Cost-Cutting and AI Focus
BAT had previously announced plans to become “more digital and AI-focused” as part of its strategy for the year; the company is shifting its focus from traditional cigarettes to smoking alternatives such as its Vuse vapes and Velo nicotine pouches. However, sales and profit margins have been sluggish in recent years.
Traditional cigarette sales are shrinking as consumers increasingly switch to vapes and nicotine pouches — the company currently employs about 47,000 people globally, as it said the cost cuts are expected to save about £600 million annually by 2028.
Market Challenges
Sales in the U.S.—BAT’s biggest market,have been affected by the cost of living, as smokers switch to cheaper brands; the company also faces rising duties and stricter regulations in some markets. American regulators have taken a firm stance on approving licenses for new products, including vapes, which has delayed product launches.
BAT said this regulatory environment has fueled an influx of illegal Chinese products, which has impacted its sales and market share; Dan Coatsworth, head of markets at AJ Bell, noted the slow transition from traditional cigarettes to next-generation products. He said vaping is now common. But manufacturers are facing challenges due to a proliferation of illegal products.
Transformation and Outsourcing
The job cuts, which have already begun, are set to be completed by the end of 2024. Chief executive Tadeu Marroco said the changes would make the company “more agile, cost disciplined and technology enabled.” Marroco added that the company is focused on supporting affected employees through the transition with care and respect.

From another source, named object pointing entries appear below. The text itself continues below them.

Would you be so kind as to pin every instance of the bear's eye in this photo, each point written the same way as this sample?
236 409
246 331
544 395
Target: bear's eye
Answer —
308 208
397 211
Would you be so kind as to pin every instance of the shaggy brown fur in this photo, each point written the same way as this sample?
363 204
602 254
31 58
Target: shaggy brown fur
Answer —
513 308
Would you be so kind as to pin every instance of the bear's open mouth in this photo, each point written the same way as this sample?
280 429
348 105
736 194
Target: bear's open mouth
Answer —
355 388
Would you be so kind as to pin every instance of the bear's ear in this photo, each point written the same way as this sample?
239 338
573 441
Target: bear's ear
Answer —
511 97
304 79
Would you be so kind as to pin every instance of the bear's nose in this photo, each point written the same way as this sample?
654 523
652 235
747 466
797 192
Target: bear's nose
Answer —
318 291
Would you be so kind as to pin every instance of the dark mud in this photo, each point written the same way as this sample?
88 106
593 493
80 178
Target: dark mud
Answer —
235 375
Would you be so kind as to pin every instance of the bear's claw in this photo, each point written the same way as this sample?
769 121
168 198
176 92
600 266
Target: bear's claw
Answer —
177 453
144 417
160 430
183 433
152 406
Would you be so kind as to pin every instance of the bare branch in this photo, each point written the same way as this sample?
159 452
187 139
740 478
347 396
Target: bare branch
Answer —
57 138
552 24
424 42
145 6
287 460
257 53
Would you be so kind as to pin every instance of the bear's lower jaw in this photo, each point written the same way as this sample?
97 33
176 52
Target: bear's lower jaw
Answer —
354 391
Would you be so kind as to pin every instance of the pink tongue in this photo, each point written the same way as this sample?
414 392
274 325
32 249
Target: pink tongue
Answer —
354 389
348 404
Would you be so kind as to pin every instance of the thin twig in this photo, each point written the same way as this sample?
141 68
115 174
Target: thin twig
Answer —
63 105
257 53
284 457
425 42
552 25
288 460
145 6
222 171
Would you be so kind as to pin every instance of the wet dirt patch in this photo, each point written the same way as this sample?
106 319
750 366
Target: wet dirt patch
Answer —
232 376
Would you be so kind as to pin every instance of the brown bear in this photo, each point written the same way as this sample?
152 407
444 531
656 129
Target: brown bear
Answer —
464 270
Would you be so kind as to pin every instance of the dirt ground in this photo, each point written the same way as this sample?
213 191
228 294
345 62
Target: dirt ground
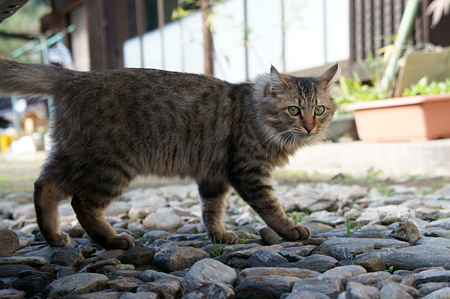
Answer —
18 172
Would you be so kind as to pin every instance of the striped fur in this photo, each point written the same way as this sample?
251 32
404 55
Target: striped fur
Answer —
113 125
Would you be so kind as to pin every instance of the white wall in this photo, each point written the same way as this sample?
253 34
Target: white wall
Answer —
316 32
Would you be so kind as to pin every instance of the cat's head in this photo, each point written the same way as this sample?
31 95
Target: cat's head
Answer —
295 111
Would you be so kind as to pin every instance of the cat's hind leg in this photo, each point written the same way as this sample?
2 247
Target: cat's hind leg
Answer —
213 200
47 197
259 194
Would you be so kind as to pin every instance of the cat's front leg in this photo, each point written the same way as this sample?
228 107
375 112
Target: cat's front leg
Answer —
261 197
213 199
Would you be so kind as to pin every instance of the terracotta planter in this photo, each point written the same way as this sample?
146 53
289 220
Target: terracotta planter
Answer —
403 119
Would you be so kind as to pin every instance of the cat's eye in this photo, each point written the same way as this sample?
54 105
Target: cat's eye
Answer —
319 110
294 110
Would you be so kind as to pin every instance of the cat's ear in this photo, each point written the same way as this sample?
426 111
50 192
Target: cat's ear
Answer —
330 76
278 84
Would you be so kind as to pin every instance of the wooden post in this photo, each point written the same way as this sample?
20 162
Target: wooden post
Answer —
208 48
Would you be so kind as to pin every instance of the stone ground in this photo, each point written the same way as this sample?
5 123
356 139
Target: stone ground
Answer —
374 237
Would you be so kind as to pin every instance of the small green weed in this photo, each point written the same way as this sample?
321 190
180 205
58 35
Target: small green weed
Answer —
348 227
217 248
385 190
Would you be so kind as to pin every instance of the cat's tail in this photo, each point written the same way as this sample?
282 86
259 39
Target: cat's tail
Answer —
31 79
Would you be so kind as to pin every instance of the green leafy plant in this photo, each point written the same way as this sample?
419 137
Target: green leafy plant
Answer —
424 87
352 90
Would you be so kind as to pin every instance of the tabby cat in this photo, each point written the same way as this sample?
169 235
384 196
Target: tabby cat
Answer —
113 125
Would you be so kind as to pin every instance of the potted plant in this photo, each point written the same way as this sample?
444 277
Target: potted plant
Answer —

In an effort to become more technology enabled, BAT partnered with the technology consultancy Accenture to outsource some of its work. Since the deal, some jobs in the UK, Poland, Romania, Costa Rica, Mexico, Singapore, and Malaysia have been absorbed by Accenture. In February, the BAT interim finance chief, Javed Iqbal, told the Financial Times that the company’s simplification plans would make it “more digital and AI-focused.”
BAT has also been closing some of its traditional cigarette manufacturing facilities. In January, the company announced the closure of its eighth largest factory in South Africa due to competition from illicit trade. The group predicts that global cigarette industry volumes will fall by about 2.5% this year.
Meanwhile, BAT has been investing heavily in smoke-free products such as Vuse vapes and Velo nicotine pouches. It told investors this month that revenue growth in this “new categories” part of the business was accelerating, with mid-teen percentage growth expected this year. Shares in BAT fell by about 1.4% in early trading on Monday, although they were still up by about 11.8% in the year to date. Shares in its rival Imperial Brands also fell by 1% in early trading on Monday.